They bumped down Badger Lane. Singh was beyond tired, empty but alert, as if he would never need sleep again – just as well, since he knew he wouldn’t get to bed that night. Later he would return to Marsh Woods to meet the chief pathologist and the forensics team. One reason for taking Garvie home immediately was to prevent his uncle meeting the boy at the crime scene. But at least, he thought to himself, in a few days it would be over. All that remained now was the summing up – the filling in of the last few gaps in the reconstruction, the media liaison, the ordering of the files – then the legal processes would take over and he could leave the Dow case behind and give in to his exhaustion.
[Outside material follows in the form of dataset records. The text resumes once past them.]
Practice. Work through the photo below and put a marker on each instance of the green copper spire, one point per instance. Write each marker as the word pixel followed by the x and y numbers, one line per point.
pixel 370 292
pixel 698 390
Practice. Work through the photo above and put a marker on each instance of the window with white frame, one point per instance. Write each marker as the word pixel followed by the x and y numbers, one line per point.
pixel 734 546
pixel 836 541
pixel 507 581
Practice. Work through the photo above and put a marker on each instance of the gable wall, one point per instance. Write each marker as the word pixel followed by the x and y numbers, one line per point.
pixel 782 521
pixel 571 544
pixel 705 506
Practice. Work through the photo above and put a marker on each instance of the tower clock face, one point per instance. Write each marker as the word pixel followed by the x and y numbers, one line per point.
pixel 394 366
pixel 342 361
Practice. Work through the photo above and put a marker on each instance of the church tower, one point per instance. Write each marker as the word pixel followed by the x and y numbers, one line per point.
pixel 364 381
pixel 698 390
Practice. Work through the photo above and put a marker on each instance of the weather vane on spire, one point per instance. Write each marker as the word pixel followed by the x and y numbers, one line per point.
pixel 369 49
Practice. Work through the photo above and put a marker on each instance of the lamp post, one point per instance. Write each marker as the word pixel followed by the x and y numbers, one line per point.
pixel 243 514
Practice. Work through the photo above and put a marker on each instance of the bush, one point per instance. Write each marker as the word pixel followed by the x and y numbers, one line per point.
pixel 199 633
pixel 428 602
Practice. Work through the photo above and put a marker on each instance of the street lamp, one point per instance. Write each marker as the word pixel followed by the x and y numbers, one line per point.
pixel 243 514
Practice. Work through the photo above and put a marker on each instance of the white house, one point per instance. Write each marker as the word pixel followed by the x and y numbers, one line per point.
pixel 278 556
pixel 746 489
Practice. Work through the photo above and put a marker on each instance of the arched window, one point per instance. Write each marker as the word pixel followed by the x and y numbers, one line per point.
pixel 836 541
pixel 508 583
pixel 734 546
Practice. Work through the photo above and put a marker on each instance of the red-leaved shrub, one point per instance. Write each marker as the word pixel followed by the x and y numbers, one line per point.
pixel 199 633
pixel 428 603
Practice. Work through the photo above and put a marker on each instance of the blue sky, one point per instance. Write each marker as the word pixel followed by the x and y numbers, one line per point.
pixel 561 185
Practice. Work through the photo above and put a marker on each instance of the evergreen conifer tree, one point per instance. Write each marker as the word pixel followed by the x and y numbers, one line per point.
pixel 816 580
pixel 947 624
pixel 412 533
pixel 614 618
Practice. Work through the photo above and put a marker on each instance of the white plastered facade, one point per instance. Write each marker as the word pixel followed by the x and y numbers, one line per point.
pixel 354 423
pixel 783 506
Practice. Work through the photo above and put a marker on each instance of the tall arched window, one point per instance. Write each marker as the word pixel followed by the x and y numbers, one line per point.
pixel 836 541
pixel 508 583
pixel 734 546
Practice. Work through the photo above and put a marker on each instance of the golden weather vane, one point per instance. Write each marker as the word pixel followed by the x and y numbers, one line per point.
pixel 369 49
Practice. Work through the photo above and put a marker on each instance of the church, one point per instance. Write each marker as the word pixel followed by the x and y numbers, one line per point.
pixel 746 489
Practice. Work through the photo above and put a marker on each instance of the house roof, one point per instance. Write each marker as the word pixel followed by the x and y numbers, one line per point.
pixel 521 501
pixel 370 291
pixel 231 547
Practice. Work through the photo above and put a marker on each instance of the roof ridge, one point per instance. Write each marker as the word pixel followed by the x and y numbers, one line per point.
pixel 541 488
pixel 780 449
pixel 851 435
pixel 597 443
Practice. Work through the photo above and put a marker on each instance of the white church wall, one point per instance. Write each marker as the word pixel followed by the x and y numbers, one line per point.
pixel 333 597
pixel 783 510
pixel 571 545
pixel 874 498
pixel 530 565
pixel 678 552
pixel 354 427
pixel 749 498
He glanced over at the boy sitting silently next to him gazing out of the window at the wet grey sky as if there were nothing in the world capable of sustaining his interest. A dissatisfied boy, Singh thought. Difficult, selfish. He was clever, of course, but strange. Singh didn’t know whether to dislike him or pity him.
‘You saw they found her running shoes?’ he said. ‘A lot of her clothing too. He must have been taking things for a long time. Out of her locker with his pass key, as you said.’
Garvie didn’t reply, didn’t even turn in his seat, and Singh had a brief intuition of what it must be like to be Garvie’s mother.
Frowning, he drove on, staring ahead through the windscreen wipers into the rain-flickering darkness. After a while he began to talk again. Though he didn’t understand the boy, he wanted to bring things properly to an end, to make sure Garvie knew that the case was finally closed. He told him about the photographs of Chloe Dow they’d found on Naylor’s laptop, and how they’d discovered that he was a sex offender, and about Naylor’s records from Maltby going missing in Archives after his identity change. He explained that Naylor’s alibi had been bogus, that he’d actually been seen up at Pike Pond on Friday afternoon. They knew now that he’d been up there before, perhaps many times, taking pictures of Chloe running.
‘And I think we’ll find the stolen phone he was calling Chloe on,’ Singh said. ‘That’s the final piece of the jigsaw. Except for explaining that number in the call records there’s really nothing else to prove.’
Garvie said nothing to any of this. Singh couldn’t even tell if he was listening.
Leaving Badger Lane, they accelerated into the lights of Bulwarks Lane and went across Pollard Way into the Five Mile estate.
‘I can understand if you’re upset,’ Singh said.
Still Garvie ignored him.
‘You’re shocked. But you’ll be OK. It’s over now; you can stop thinking about it. You have to. It’s time to move on.’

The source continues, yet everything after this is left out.